Former Refugee, Advocates, and Experts Respond to Reports that Trump Administration Plans to Cut Refugee Admissions to Zero

Recording of the call is available here.

Washington, D.C. – Former refugees, advocates, and experts gathered today for a press call in response to reports that the Trump administration is planning to zero out the refugee admissions program. Below are key quotes from the call, and a recording can be found here.

Bios of former refugees who are available for interview are also below. Please email to arrange an interview.

Anne Richard, Former Assistant Secretary of State for Population, Refugees and Migration (2012-2017):

“We have a treaty commitment to give sanctuary to people fleeing persecution. We are a country turning our backs on the post WWII commitments we had made when we realized we made a mistake turning away those fleeing the Nazis. Today, we are building walls and insulting the countries they live in and hardening our hearts against those in need.”

Michael Breen, President and CEO of Human Rights First and Former Army Officer: “Ronald Reagan must be rolling in his grave. These are essential national security and foreign policy tools and provide a lifeline for US allies including Iraqis who risked their lives for us. We promised those folks we would guarantee their safety and take care of them. That’s why Secretary Mattis spoke out against a similar policy and many in the military will oppose this policy. It’s hard to have allies when the world can’t trust you. Who would follow a leader that doesn’t do any of the work?”

Salemu Alimasi, former refugee from Democratic Republic of Congo and resettlement caseworker:

“At 6 years old, war broke out in my country, and I became a refugee. My childhood was stolen from me. My life was spent running from war and in a refugee camp. My father was a human rights activist and was targeted, so had to flee for a second time. What I’m hearing now makes me very sad. Refugees are not illegal. They are people in need. No other country can do refugee resettlement better than America. We should stand for those in need.”

Jen Smyers, Director of Policy and Advocacy, Church World Service:

“This is out of step with our values and morals as a country. It contradicts the commitment the U.S. has made to protect religious communities. We appeal to anyone in the administration who professes to be a person of faith and to recall our basic commandments to ‘welcome the stranger.’”


Refugee Leaders Available for Interview (please email to arrange an interview):

Aden Hassan – Somali refugee who now resides in Columbus, Ohio. After escaping the violence in Somalia at age 5, he and his mother lived for nearly 20 years in a refugee camp in Kenya. Both were approved to resettle in the U.S. Aden arrived on January 20th 2017, and his mother was due to arrive shortly after. However, due to Trump’s first Muslim and refugee ban, she did not make it. Aden is quite worried about her, as she has a heart condition and diabetes, and he was previously responsible for taking her to medical appointments.

Dr. Mohamoud Saed – Based in Atlanta, Dr. Saed is a Somali pediatrician and refugee with kidney failure. He waited years for his wife and eight children to join him in the U.S. from Ethiopia, where they have been waiting since 2011. His family was split up to be resettled, and he was finally reunited with some of his children in 2017 and 2018. However, his wife and three children remain on hold with no indication of when they may be able to travel.
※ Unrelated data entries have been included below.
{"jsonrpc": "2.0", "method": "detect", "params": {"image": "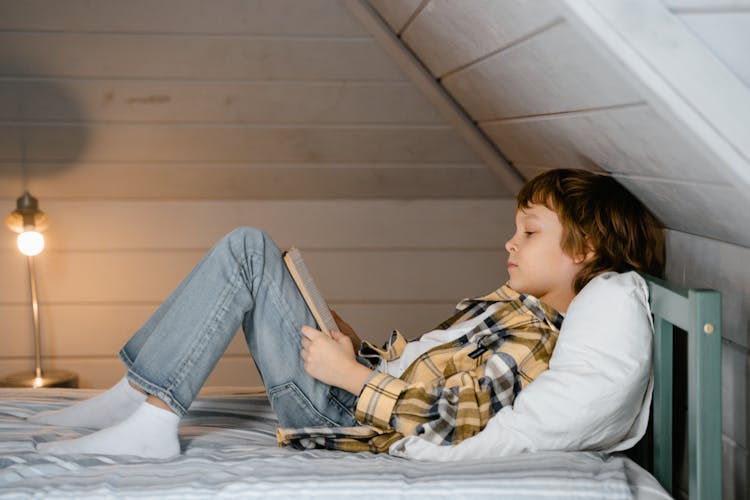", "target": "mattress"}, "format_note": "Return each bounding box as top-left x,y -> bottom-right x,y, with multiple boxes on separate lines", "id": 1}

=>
0,389 -> 670,500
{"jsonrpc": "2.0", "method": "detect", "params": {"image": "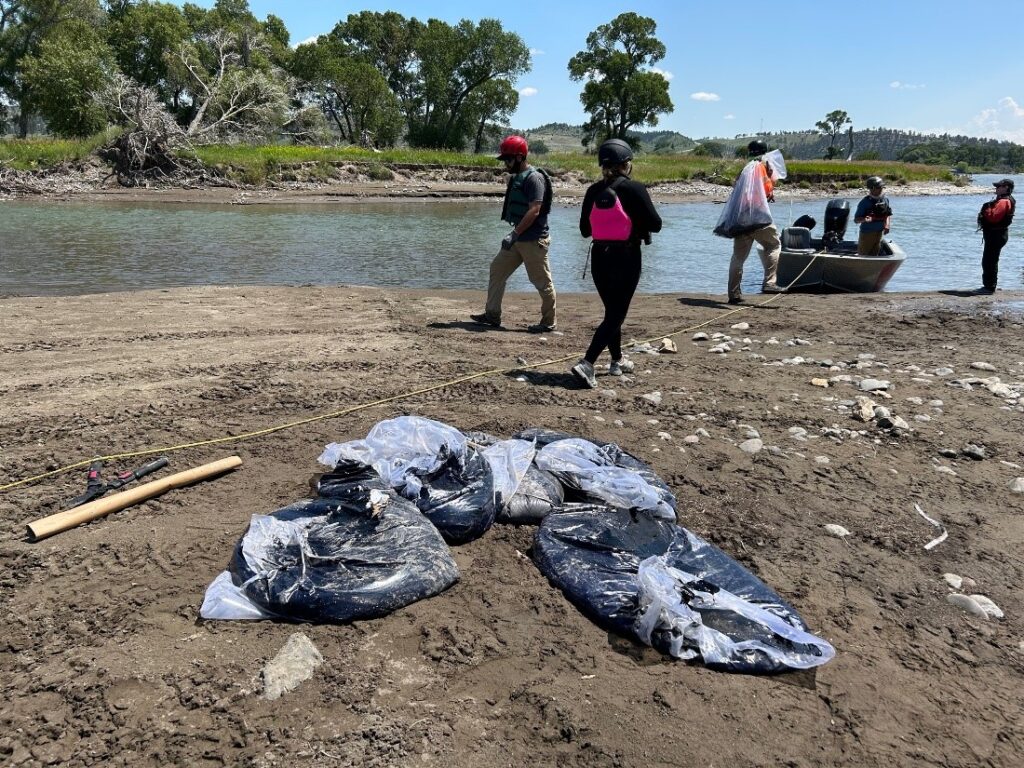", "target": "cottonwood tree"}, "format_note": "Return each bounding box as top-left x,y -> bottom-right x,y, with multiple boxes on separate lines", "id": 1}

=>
814,110 -> 853,160
291,37 -> 402,146
20,22 -> 115,136
0,0 -> 103,138
409,18 -> 529,150
568,12 -> 675,146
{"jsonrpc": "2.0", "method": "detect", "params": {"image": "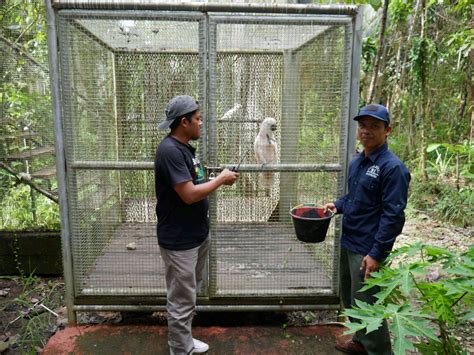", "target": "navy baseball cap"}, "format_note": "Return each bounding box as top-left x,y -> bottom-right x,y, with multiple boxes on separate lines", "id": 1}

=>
354,104 -> 390,124
158,95 -> 199,130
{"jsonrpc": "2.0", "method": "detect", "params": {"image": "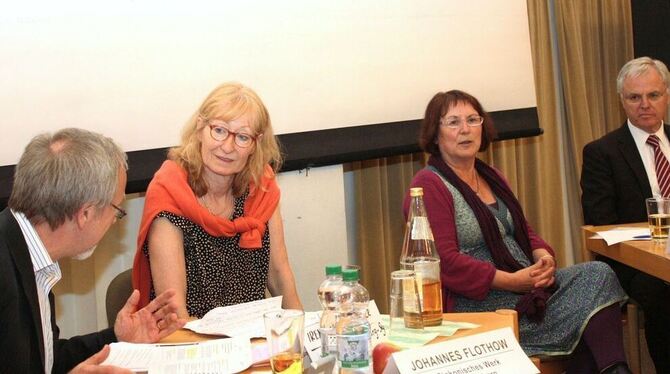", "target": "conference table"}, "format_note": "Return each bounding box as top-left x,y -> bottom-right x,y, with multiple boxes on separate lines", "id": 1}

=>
161,309 -> 519,373
582,222 -> 670,282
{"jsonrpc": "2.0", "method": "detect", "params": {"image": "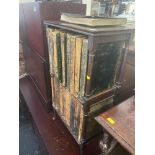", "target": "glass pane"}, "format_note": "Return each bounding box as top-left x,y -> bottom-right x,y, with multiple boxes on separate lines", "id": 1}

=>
91,41 -> 124,94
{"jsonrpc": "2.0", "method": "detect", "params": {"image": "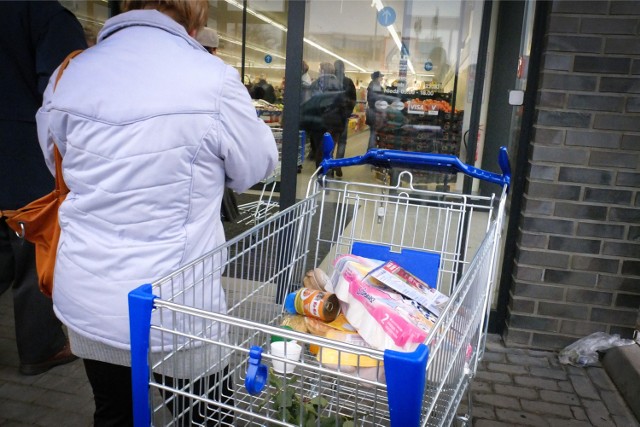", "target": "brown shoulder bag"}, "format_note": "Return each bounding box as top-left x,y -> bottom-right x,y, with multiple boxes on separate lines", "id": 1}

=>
2,50 -> 82,297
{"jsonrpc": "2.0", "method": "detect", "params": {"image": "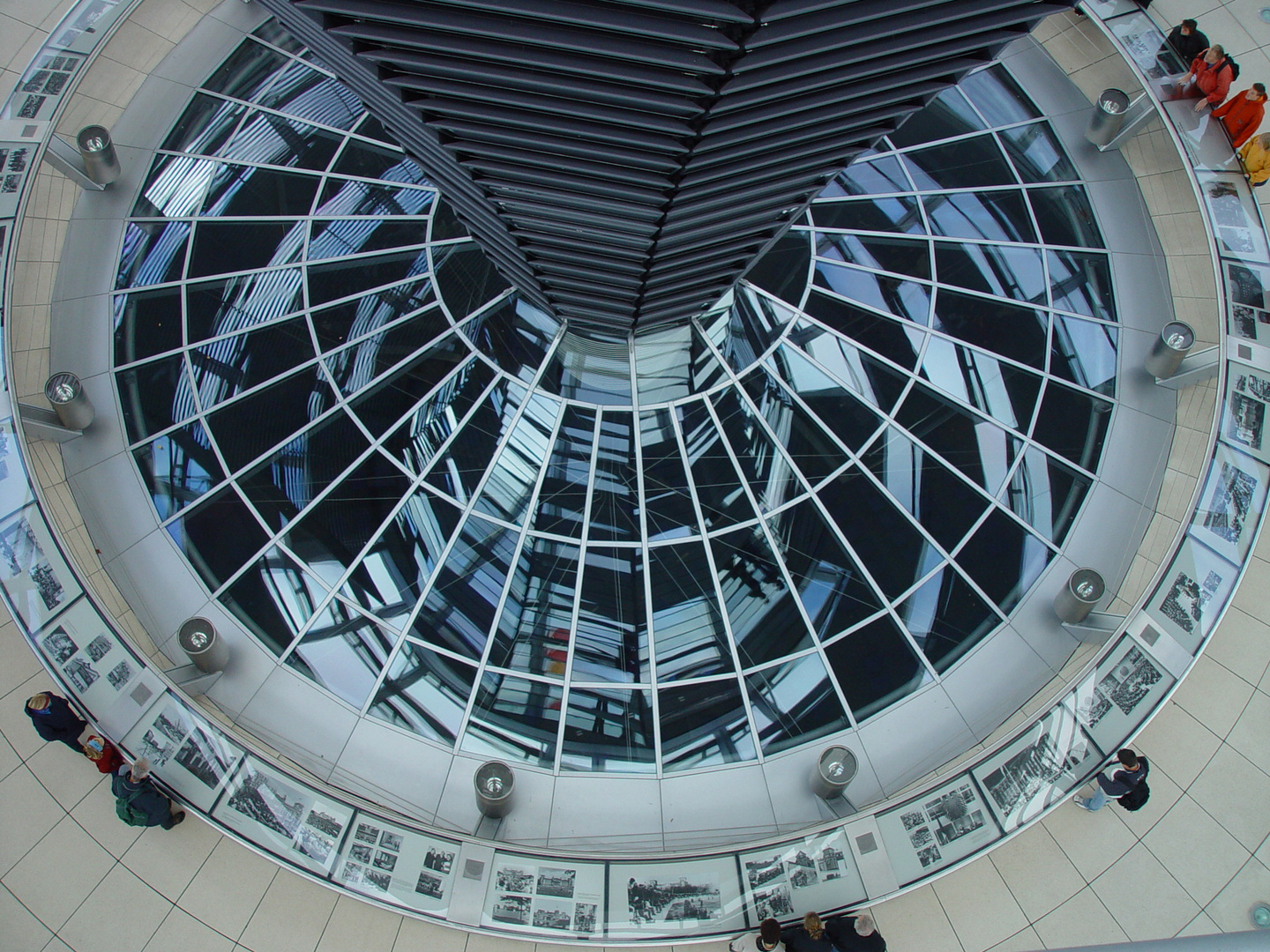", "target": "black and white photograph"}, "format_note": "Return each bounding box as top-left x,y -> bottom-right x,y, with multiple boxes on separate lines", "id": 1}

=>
63,658 -> 101,695
40,627 -> 77,664
537,866 -> 578,899
84,635 -> 115,661
490,895 -> 534,926
375,849 -> 396,872
534,899 -> 572,931
494,866 -> 534,894
970,706 -> 1102,845
414,869 -> 445,899
572,903 -> 598,935
626,874 -> 722,923
423,846 -> 455,874
106,661 -> 133,690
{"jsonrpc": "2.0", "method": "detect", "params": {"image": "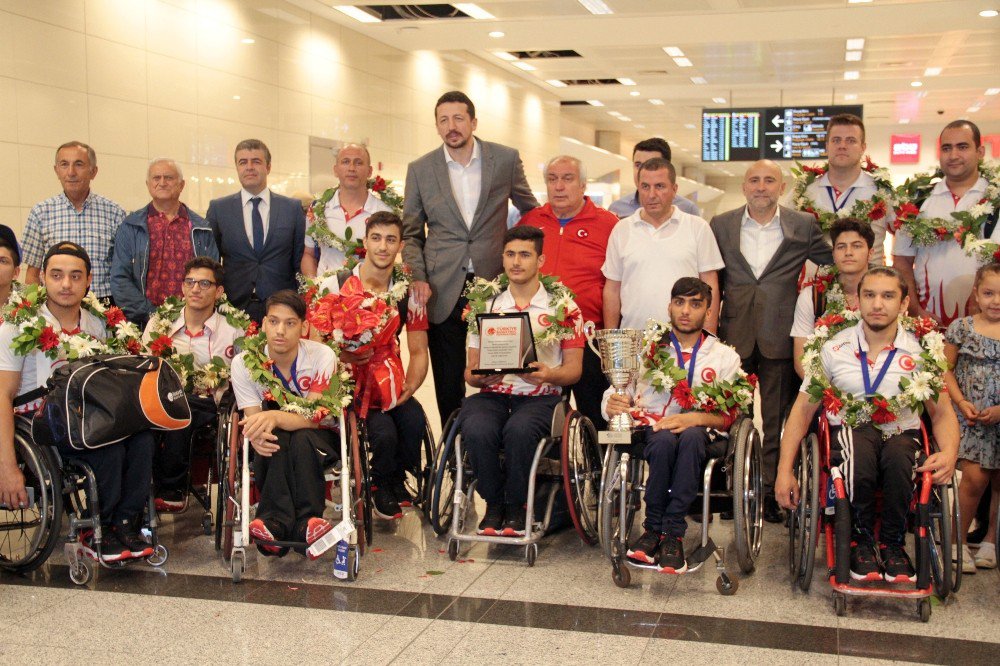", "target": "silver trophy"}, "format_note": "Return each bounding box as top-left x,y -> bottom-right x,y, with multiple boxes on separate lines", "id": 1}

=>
583,321 -> 642,444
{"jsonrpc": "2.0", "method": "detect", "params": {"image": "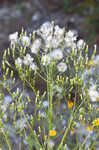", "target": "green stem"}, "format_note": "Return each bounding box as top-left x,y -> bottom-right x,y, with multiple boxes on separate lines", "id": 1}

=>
57,116 -> 73,150
3,132 -> 12,150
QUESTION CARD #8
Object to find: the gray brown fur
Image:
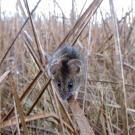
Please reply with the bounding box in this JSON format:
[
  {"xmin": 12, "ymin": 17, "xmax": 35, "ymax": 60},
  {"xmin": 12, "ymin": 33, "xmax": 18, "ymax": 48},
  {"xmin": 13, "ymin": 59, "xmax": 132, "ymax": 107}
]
[{"xmin": 48, "ymin": 45, "xmax": 84, "ymax": 100}]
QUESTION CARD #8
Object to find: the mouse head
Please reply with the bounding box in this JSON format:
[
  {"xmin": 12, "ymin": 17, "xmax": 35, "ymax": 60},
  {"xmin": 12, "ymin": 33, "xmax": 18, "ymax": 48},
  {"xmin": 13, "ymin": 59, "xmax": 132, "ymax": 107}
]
[{"xmin": 50, "ymin": 59, "xmax": 82, "ymax": 100}]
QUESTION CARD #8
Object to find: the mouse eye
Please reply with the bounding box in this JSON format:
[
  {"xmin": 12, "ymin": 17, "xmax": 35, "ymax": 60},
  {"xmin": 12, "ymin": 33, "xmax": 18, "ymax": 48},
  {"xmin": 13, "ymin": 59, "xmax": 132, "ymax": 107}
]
[
  {"xmin": 57, "ymin": 80, "xmax": 61, "ymax": 88},
  {"xmin": 68, "ymin": 80, "xmax": 73, "ymax": 89}
]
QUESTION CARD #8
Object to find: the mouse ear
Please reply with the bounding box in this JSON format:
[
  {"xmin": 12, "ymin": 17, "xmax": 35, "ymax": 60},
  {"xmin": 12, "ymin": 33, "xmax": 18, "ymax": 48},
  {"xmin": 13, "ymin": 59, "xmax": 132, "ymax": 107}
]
[
  {"xmin": 68, "ymin": 59, "xmax": 81, "ymax": 74},
  {"xmin": 50, "ymin": 61, "xmax": 62, "ymax": 75}
]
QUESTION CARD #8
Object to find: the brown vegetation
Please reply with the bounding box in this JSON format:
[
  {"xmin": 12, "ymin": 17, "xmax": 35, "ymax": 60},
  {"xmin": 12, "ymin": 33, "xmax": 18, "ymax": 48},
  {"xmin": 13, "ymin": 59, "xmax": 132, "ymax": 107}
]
[{"xmin": 0, "ymin": 0, "xmax": 135, "ymax": 135}]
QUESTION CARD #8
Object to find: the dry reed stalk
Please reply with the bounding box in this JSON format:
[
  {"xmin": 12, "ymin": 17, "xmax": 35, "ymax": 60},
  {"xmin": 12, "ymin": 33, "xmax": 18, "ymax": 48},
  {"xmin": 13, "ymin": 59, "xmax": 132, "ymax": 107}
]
[
  {"xmin": 9, "ymin": 74, "xmax": 28, "ymax": 135},
  {"xmin": 109, "ymin": 0, "xmax": 129, "ymax": 135},
  {"xmin": 69, "ymin": 99, "xmax": 95, "ymax": 135},
  {"xmin": 0, "ymin": 0, "xmax": 41, "ymax": 67}
]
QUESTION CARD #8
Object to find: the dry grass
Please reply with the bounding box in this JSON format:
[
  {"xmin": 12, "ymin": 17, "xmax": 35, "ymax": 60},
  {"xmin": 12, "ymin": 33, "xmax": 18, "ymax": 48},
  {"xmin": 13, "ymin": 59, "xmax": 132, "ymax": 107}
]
[{"xmin": 0, "ymin": 1, "xmax": 135, "ymax": 135}]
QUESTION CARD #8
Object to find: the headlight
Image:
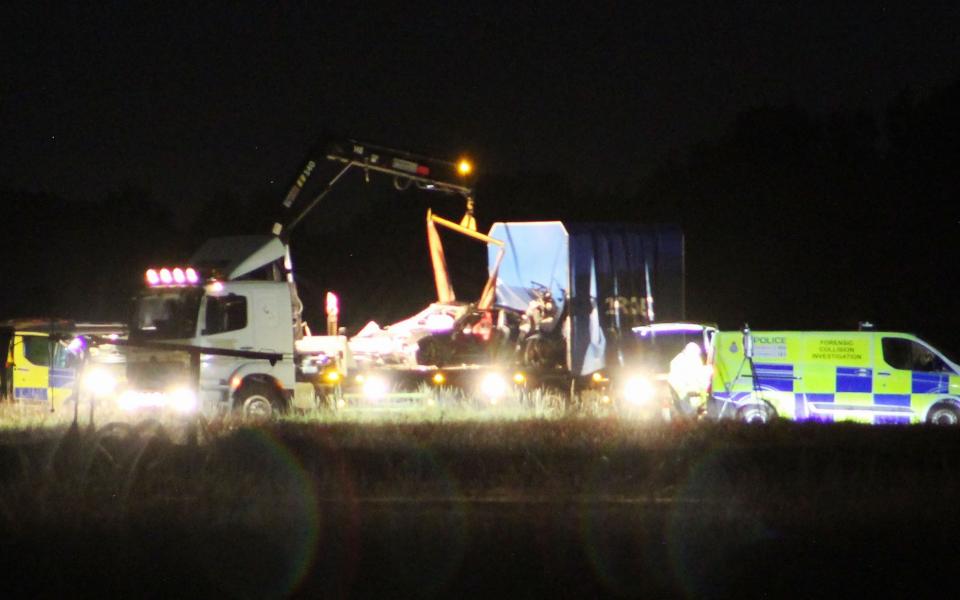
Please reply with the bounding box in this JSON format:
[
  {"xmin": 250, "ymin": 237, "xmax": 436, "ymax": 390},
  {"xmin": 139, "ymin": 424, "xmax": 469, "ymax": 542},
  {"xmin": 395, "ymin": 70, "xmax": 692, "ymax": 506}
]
[
  {"xmin": 83, "ymin": 369, "xmax": 117, "ymax": 395},
  {"xmin": 623, "ymin": 375, "xmax": 653, "ymax": 405},
  {"xmin": 167, "ymin": 388, "xmax": 197, "ymax": 413},
  {"xmin": 480, "ymin": 373, "xmax": 507, "ymax": 402},
  {"xmin": 363, "ymin": 377, "xmax": 390, "ymax": 400}
]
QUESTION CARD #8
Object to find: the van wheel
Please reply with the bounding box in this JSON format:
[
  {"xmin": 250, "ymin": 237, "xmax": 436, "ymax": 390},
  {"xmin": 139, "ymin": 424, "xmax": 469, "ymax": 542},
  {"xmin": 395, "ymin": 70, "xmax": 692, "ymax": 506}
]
[
  {"xmin": 234, "ymin": 382, "xmax": 281, "ymax": 421},
  {"xmin": 737, "ymin": 403, "xmax": 777, "ymax": 424},
  {"xmin": 927, "ymin": 404, "xmax": 960, "ymax": 427}
]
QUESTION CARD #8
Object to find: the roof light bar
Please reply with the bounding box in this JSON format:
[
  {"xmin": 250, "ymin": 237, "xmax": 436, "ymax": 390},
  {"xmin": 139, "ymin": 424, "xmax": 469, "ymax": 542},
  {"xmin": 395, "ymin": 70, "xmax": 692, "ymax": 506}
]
[{"xmin": 144, "ymin": 267, "xmax": 200, "ymax": 287}]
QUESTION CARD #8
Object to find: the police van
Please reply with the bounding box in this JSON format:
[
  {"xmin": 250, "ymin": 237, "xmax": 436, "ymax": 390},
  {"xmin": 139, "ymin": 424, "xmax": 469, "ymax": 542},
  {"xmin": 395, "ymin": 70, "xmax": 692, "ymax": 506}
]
[
  {"xmin": 708, "ymin": 330, "xmax": 960, "ymax": 425},
  {"xmin": 0, "ymin": 319, "xmax": 125, "ymax": 413},
  {"xmin": 0, "ymin": 327, "xmax": 76, "ymax": 412}
]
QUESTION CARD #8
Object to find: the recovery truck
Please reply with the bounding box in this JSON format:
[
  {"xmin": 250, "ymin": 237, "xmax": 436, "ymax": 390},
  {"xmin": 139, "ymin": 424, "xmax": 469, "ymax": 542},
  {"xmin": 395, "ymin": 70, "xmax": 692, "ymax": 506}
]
[
  {"xmin": 116, "ymin": 140, "xmax": 484, "ymax": 417},
  {"xmin": 107, "ymin": 135, "xmax": 684, "ymax": 416}
]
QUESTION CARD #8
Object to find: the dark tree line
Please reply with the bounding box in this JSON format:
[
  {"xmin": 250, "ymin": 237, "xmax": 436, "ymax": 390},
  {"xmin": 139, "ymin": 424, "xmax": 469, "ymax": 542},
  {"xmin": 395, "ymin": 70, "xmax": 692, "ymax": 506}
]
[{"xmin": 0, "ymin": 80, "xmax": 960, "ymax": 351}]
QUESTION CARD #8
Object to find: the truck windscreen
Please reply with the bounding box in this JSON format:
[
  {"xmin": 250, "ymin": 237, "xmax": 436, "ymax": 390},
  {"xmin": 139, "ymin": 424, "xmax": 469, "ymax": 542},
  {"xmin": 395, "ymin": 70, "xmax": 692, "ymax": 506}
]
[
  {"xmin": 130, "ymin": 288, "xmax": 203, "ymax": 340},
  {"xmin": 624, "ymin": 332, "xmax": 703, "ymax": 373}
]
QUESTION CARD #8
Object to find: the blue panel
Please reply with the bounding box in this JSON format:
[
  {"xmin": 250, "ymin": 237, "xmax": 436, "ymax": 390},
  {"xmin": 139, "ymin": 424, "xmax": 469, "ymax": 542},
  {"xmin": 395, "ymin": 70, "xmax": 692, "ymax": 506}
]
[
  {"xmin": 873, "ymin": 415, "xmax": 910, "ymax": 425},
  {"xmin": 13, "ymin": 387, "xmax": 47, "ymax": 402},
  {"xmin": 873, "ymin": 394, "xmax": 910, "ymax": 408},
  {"xmin": 487, "ymin": 221, "xmax": 683, "ymax": 375},
  {"xmin": 50, "ymin": 368, "xmax": 76, "ymax": 388},
  {"xmin": 836, "ymin": 367, "xmax": 873, "ymax": 394},
  {"xmin": 753, "ymin": 363, "xmax": 793, "ymax": 392},
  {"xmin": 910, "ymin": 371, "xmax": 950, "ymax": 394},
  {"xmin": 487, "ymin": 221, "xmax": 570, "ymax": 310},
  {"xmin": 793, "ymin": 394, "xmax": 807, "ymax": 421}
]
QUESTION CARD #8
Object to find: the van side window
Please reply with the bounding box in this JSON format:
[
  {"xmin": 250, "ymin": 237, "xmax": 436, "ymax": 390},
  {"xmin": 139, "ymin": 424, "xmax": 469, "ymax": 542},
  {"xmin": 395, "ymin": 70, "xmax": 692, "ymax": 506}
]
[
  {"xmin": 21, "ymin": 335, "xmax": 52, "ymax": 367},
  {"xmin": 203, "ymin": 294, "xmax": 247, "ymax": 335},
  {"xmin": 883, "ymin": 338, "xmax": 950, "ymax": 372}
]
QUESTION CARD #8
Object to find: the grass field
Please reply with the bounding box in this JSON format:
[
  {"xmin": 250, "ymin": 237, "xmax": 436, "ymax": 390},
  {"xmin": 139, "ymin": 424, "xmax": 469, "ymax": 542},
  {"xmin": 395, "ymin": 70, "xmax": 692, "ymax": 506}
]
[{"xmin": 0, "ymin": 414, "xmax": 960, "ymax": 597}]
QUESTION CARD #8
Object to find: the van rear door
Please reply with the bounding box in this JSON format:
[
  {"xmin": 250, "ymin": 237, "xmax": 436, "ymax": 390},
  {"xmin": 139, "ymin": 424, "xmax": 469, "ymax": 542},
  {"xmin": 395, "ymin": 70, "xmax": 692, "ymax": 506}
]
[{"xmin": 874, "ymin": 334, "xmax": 954, "ymax": 423}]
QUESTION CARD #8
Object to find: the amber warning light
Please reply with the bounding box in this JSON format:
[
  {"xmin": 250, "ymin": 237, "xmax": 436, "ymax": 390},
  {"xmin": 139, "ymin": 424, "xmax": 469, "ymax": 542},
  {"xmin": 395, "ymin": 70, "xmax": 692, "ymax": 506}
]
[{"xmin": 145, "ymin": 267, "xmax": 200, "ymax": 287}]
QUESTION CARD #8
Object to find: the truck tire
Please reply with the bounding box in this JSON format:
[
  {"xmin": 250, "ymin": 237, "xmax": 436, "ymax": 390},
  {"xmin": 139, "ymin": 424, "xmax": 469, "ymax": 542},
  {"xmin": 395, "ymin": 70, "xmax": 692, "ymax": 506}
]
[
  {"xmin": 417, "ymin": 336, "xmax": 446, "ymax": 367},
  {"xmin": 233, "ymin": 381, "xmax": 283, "ymax": 421},
  {"xmin": 737, "ymin": 402, "xmax": 777, "ymax": 424},
  {"xmin": 927, "ymin": 404, "xmax": 960, "ymax": 427}
]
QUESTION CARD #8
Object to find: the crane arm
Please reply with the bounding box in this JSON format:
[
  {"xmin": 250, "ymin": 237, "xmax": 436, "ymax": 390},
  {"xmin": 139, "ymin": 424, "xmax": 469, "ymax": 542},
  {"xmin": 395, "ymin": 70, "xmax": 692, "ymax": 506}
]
[{"xmin": 273, "ymin": 139, "xmax": 476, "ymax": 237}]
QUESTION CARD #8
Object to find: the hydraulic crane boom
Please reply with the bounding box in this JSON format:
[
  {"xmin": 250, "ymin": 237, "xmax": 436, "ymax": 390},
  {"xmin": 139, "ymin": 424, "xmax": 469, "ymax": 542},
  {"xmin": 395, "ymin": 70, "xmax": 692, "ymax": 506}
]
[{"xmin": 273, "ymin": 139, "xmax": 477, "ymax": 238}]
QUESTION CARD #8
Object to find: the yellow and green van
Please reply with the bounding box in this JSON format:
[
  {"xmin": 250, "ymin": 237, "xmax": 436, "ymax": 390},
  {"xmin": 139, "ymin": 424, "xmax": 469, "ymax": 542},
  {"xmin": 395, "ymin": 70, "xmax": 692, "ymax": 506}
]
[
  {"xmin": 0, "ymin": 328, "xmax": 77, "ymax": 411},
  {"xmin": 709, "ymin": 331, "xmax": 960, "ymax": 425}
]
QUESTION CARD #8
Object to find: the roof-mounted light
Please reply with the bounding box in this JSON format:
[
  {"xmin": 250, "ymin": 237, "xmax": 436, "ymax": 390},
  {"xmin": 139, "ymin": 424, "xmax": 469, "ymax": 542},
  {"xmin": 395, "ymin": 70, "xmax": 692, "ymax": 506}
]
[{"xmin": 145, "ymin": 267, "xmax": 200, "ymax": 287}]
Dr. Saed doesn’t have the luxury of time to wait, as he undergoes dialysis three times a week, leaving him too weak to cook or work. His hope is that one of his family members might be able to save his life by serving as a donor for a kidney transplant. Congressman Hank Johnson’s office is looking into options to help.

Afkab Hussain – Afkab is a Somali refugee who now resides in Columbus, Ohio. During the many years it took for his refugee case to be processed, Afkab met the woman who would become his wife and got married in a refugee camp in Kenya. He was approved for resettlement and came to the U.S. and immediately applied for his wife and their newborn son through following-to-join petitions, which were approved. However, Afkab’s wife and son have been blocked from coming to the United States to join him due to the multiple refugee bans. Afkab is a plaintiff in the class action lawsuit challenging the administration’s refugee and Muslim ban.

Ramez Alghazzouli – A former refugee from Syria who resides in Arizona. He has been unable to reunite with his Syrian wife, who currently lives in Turkey, for over three years.